National Center for the Public Policy and Higher Education. 2006. "Measuring Up 2006: The National Report Card on Higher Education." National Center for the Public Policy and Higher Education, San Jose, CA.



This visualization explores the distribution of State Higher Education grades by comparing all possible grading sequences to the observed sequences. The contrast between the constructed sequences in red and the observed sequences in blue illustrate the restricted range in which grades are actually given out.  Moreover, the observed sequences show strong regional clustering in grades ( perhaps mapping onto geographical variation on educational funding or institutional strength?). This sequence graph clearly shows the state space for the outcomes of interest; it isn’t as “clean” as one might like,  since many of the sequences run over each other (and the resolution seems low), making it somewhat difficult to read.

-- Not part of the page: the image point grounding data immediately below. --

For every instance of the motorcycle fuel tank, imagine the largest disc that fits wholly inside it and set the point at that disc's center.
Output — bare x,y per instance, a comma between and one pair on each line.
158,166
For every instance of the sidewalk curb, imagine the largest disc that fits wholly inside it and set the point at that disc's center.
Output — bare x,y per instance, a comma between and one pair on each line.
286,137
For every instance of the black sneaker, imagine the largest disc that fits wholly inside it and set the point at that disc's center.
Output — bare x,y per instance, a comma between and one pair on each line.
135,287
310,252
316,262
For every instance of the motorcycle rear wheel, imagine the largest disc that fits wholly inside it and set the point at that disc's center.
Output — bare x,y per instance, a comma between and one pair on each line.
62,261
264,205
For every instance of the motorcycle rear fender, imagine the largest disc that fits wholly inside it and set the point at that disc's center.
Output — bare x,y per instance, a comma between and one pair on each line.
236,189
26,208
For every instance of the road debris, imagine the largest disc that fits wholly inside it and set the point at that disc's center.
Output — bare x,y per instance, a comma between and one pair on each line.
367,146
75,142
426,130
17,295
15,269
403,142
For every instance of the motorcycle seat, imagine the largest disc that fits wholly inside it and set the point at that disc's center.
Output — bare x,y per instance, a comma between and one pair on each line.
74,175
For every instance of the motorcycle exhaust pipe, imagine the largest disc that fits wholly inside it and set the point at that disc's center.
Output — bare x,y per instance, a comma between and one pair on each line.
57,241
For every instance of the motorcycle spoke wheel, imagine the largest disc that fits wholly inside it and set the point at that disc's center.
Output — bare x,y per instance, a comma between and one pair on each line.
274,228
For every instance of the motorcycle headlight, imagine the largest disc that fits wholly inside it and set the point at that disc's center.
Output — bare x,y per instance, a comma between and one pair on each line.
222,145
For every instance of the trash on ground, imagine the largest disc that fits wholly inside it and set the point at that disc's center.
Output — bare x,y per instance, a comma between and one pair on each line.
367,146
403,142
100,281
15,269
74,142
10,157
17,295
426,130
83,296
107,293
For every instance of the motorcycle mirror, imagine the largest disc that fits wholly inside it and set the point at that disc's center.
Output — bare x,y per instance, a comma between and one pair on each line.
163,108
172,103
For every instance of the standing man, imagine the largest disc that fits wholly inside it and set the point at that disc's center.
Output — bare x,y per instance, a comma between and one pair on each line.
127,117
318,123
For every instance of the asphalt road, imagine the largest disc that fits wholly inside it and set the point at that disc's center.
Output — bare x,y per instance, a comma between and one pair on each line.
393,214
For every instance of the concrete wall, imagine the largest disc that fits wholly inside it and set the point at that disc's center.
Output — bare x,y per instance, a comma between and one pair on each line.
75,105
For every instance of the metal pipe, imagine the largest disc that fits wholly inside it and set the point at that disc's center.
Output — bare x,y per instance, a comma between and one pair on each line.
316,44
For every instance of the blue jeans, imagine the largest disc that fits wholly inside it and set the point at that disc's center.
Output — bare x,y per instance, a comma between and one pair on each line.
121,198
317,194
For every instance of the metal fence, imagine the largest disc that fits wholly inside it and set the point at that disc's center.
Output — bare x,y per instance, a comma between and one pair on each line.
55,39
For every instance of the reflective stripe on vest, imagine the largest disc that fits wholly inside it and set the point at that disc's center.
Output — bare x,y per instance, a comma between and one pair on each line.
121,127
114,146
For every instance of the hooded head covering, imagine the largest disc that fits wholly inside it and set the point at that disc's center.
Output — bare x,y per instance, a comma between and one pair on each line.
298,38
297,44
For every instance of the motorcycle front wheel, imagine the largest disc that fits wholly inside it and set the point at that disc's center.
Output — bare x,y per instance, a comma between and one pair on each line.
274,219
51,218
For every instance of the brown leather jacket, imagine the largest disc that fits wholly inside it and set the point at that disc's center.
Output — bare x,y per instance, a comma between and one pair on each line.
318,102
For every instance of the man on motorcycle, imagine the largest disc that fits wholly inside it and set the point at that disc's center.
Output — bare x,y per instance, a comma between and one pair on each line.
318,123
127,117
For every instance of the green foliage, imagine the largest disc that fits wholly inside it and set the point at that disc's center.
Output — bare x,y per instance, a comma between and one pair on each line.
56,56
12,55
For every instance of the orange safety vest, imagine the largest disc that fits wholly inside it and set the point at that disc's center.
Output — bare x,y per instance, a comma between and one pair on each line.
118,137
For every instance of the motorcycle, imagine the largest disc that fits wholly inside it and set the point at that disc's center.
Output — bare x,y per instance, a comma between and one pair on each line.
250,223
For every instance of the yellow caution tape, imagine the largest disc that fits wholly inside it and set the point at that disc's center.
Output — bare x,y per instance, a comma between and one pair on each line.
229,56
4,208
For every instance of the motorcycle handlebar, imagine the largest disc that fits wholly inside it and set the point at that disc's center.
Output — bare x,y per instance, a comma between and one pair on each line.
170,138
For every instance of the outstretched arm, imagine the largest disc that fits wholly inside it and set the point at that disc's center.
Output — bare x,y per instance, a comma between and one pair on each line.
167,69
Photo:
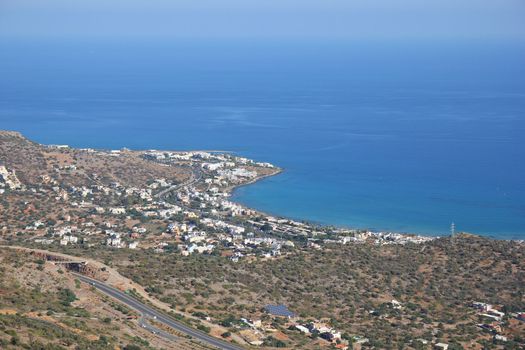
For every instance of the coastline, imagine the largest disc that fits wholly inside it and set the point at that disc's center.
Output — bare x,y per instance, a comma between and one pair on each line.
254,181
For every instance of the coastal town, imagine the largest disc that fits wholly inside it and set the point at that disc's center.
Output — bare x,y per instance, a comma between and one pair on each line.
70,208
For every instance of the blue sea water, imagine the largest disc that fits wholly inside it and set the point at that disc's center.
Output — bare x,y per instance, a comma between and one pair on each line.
406,136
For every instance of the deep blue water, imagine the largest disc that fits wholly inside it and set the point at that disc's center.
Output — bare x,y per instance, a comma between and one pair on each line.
400,136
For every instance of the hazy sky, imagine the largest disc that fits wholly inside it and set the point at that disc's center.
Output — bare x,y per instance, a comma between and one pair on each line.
365,19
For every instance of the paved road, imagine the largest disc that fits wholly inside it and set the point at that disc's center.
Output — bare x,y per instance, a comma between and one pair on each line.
196,175
160,317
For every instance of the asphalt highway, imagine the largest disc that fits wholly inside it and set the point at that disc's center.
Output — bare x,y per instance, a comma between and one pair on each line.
151,313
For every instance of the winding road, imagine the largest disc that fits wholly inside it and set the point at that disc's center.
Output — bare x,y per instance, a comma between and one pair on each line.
151,313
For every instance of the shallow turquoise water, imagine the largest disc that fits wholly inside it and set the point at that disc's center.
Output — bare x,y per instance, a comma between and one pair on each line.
405,137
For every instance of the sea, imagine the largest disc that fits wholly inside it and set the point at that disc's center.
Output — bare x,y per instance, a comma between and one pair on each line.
403,136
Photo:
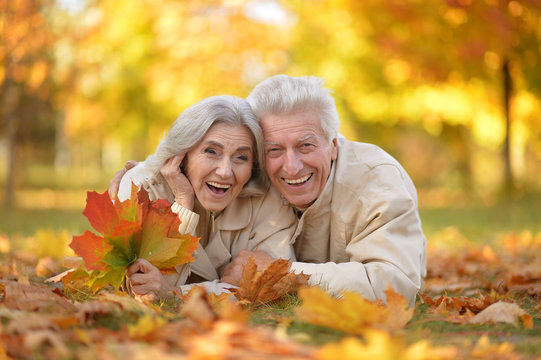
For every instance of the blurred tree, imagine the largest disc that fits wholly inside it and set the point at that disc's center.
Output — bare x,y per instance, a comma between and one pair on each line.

This visualization lays out the full range of possible combinations of grades on a state report card of key performance indicators and shows that of the many possible sequences, the empirical distribution tends to be very concentrated.  The use of color contrast nicely highlights the state trajectories that have been mapped in blue against a backdrop of the red solution space with the A/B trajectories predominately representing Northern states and the C/D trajectories predominately representing Southern States. Although the non-random nature of the empirical distribution is clearly represented by this visualization, it is hard to find an overall pattern, and one wonders if there might be a way to somehow sharpen this display to layer more information?



This network diagram makes great use transforming distance.  It also arrays the actual data in a permutation space, giving us a great sense of how this data falls within the space of all possibilities.    I wonder how this visual might look if the y-axis was sensitive to trajectory – what would it tell us we could distinguish states with consistently improving grades from those without?